Perhaps we shouldn’t have been too surprised or too disappointed. There are in fact numerous, related issues involved and there is no silver bullet to strike them all down at once.
Advisers have long been frustrated that it is the honest majority remaining in business who pay the levies while the predators slink away, only to resurface later and repeat their old tricks. Some advice groups leapt at the chance to share the pain, suggesting that 50% or even 75% of the advice levy be passed to providers. One particularly well-known consumer-champion journalist even suggested 100%. Deflecting the blame on to a different set of innocents only moves us further from tackling the roots.
"We have called for a comprehensive set of measures including a cold-calling ban, more policing to detect and prevent and for proceeds to be tracked down and used to compensate victims"
So what can be done?
Pre-funding the FSCS would mean that everyone had to stump up, up front. It would also allow levies to be risk-based, with higher levies on those doing riskier work that was more likely to go wrong. Sadly, there are serious flaws with this seemingly neat solution. The crooked hide their activities. They also form a small minority and therefore so would their contribution. Moving from retrospective funding to pre-funding would be punishingly expensive. And having a known, quantifiable pool could even end up encouraging fraudsters to compete for a share of it.
The professional indemnity (PI) market needs attention. Its poor functioning is a source of much frustration, not typically seen by consumers. Advice firms are obliged to have adequate PI insurance. However, it simply doesn’t always work out that way. Policies not unreasonably have exclusions but it is reported that some have been triggered excluding claims precisely when they were needed. Examples reported include advice firms acting outside their FCA permissions, giving advice that turns out to be uncompliant, losing their permissions or becoming insolvent. Of course, PI insurers don’t have a magic money tree either. Insurers have been leaving the market and advisers are finding it ever harder to get insurance at all.
The functioning of the FSCS itself should be examined, too.
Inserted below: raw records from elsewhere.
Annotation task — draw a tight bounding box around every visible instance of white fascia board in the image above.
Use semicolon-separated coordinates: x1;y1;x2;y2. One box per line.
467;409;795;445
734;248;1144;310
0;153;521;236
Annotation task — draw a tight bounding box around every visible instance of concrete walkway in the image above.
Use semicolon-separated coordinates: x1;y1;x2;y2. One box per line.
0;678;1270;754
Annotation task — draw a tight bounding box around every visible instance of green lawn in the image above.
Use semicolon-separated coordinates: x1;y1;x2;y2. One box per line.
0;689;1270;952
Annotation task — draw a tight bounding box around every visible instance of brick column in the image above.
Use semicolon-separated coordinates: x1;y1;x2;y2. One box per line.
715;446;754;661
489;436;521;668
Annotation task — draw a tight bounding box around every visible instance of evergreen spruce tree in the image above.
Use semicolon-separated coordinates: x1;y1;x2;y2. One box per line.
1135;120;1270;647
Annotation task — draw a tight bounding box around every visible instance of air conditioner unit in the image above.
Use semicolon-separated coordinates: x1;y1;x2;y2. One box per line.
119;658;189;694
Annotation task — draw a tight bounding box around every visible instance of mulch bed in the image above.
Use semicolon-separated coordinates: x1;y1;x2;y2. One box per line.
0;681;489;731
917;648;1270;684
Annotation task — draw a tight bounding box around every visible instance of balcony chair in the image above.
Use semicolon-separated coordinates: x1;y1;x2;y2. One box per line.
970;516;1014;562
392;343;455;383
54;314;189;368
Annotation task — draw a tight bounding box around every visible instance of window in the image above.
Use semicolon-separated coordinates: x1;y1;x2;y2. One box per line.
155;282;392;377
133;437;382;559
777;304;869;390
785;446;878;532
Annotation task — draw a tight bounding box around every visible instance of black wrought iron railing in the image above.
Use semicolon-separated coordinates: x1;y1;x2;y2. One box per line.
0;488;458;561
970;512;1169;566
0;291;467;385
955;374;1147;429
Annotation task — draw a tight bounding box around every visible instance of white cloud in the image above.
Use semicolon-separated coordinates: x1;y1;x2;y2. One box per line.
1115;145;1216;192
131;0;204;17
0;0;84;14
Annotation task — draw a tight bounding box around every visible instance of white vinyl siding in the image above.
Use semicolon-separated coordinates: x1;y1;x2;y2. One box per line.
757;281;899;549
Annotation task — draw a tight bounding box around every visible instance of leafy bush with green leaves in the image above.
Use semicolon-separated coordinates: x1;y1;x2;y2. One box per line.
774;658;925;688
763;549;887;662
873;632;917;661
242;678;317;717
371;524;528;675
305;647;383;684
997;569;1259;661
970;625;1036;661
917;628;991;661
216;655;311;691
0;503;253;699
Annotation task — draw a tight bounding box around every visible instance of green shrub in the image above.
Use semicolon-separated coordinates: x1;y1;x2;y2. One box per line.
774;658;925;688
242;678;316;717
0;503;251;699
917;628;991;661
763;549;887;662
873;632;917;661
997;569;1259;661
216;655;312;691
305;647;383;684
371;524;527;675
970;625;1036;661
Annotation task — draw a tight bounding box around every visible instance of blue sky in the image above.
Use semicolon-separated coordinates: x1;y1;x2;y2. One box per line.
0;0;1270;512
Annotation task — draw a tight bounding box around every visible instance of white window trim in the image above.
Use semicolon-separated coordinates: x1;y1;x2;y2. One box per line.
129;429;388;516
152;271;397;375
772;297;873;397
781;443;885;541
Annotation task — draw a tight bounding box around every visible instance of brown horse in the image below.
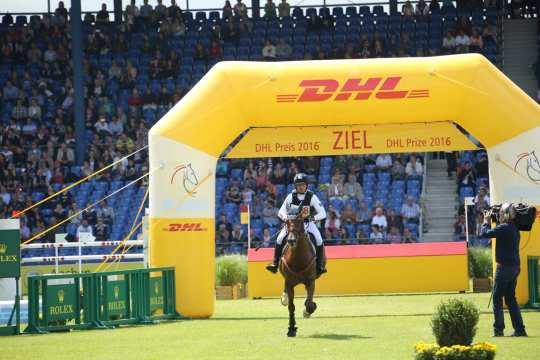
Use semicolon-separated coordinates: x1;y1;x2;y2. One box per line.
279;215;317;337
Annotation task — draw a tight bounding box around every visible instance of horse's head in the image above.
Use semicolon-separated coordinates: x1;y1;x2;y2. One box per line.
287;214;305;248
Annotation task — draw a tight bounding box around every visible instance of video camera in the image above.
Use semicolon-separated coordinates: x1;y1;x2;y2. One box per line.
487;203;536;231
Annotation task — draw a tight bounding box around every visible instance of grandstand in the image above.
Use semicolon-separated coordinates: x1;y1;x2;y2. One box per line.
0;0;536;262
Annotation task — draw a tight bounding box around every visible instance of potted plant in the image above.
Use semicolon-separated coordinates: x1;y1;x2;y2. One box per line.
469;246;493;292
216;255;247;300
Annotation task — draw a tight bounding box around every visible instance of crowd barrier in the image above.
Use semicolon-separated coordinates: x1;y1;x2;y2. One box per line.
527;256;540;310
24;267;186;334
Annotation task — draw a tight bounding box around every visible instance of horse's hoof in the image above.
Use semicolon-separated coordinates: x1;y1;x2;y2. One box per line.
287;327;298;337
281;293;289;306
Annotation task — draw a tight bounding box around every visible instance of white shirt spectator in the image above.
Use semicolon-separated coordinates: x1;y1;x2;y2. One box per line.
443;36;456;49
375;154;392;169
77;224;94;237
109;119;124;135
262;44;276;59
405;160;424;176
96;118;111;134
369;231;384;244
456;34;471;46
371;215;388;229
401;203;420;219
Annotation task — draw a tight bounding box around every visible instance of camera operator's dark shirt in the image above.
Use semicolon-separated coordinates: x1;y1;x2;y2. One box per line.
480;223;519;266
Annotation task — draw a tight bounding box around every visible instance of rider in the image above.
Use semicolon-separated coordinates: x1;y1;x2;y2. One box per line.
266;173;326;275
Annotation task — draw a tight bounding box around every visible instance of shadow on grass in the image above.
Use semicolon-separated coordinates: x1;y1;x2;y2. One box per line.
306;334;371;340
209;314;433;321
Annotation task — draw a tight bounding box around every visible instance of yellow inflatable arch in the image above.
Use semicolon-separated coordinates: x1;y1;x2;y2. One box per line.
149;54;540;317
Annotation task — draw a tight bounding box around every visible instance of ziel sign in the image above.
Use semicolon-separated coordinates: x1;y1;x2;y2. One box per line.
0;219;21;278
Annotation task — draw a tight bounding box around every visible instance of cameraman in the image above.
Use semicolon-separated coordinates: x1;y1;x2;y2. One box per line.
480;203;527;336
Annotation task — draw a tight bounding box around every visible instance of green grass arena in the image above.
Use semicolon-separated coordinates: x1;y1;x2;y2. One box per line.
5;293;540;360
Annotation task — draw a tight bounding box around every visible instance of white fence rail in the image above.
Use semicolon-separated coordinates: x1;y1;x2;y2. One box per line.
21;240;146;273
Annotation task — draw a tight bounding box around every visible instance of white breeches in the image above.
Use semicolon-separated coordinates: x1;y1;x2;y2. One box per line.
276;221;323;246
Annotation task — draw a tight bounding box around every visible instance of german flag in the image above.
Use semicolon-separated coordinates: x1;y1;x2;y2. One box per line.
240;204;249;224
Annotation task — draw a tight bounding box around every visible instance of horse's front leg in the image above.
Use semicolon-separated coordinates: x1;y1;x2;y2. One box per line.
286;285;297;337
304;280;317;318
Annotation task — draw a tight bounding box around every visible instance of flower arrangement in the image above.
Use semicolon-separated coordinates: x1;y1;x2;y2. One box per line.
414;342;497;360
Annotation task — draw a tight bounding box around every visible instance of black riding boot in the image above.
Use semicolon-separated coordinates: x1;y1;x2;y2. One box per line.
266;241;285;274
317;245;327;275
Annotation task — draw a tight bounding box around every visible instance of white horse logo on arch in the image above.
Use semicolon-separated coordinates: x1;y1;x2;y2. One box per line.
514;150;540;183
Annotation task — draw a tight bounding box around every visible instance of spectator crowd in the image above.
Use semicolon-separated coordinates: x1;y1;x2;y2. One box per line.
0;0;506;256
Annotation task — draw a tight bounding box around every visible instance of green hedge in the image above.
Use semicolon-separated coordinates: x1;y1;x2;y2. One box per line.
469;246;493;279
414;343;497;360
431;299;480;346
216;255;247;286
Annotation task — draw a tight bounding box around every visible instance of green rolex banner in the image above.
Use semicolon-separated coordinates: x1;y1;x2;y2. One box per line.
150;276;163;311
0;219;21;278
107;280;128;316
45;284;77;320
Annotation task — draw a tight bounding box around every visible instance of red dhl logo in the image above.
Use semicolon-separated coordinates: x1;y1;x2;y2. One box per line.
163;223;207;231
276;76;429;102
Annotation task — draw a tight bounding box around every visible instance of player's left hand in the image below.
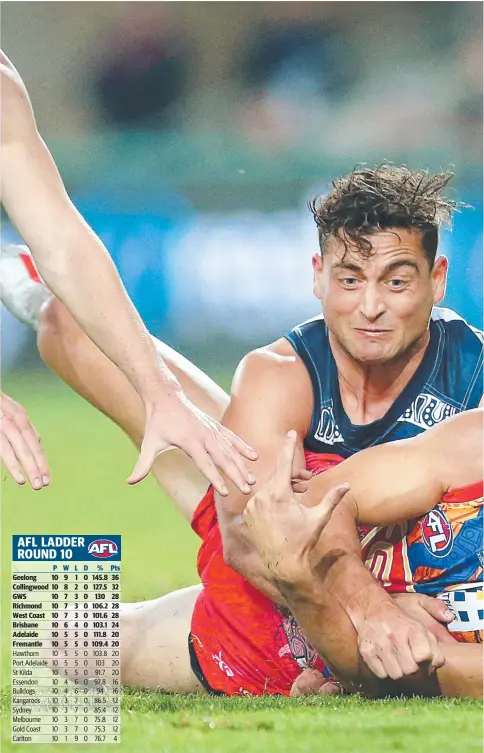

General Counsel for the FSCS recently conceded that some claimants who had received compensation from the FSCS may now receive compensation from certain SIPP providers. This could lead to the FSCS seeking to recoup the original compensation payments. Worse, many victims never claim at all whether out of shame or ignorance or both. Certainly the FSCS has a difficult job balancing the interests of those who may have been scammed against those who provide the funds but these situations are not satisfactory.
That is why we have called repeatedly for a comprehensive set of measures including a cold-calling ban, more policing to prevent fraud or detect it early and for the proceeds to be tracked down and used to compensate victims rather than going into the general coffers.
The funding consultation is water under the bridge. The decision has been taken. We are going to have to live with it.
Except that doesn’t have to mean we simply shut-up and pay up. If tapping a new, bigger pool of funds is a convenient way to ignore the underlying issues, reputable businesses and their clients will be victims, too.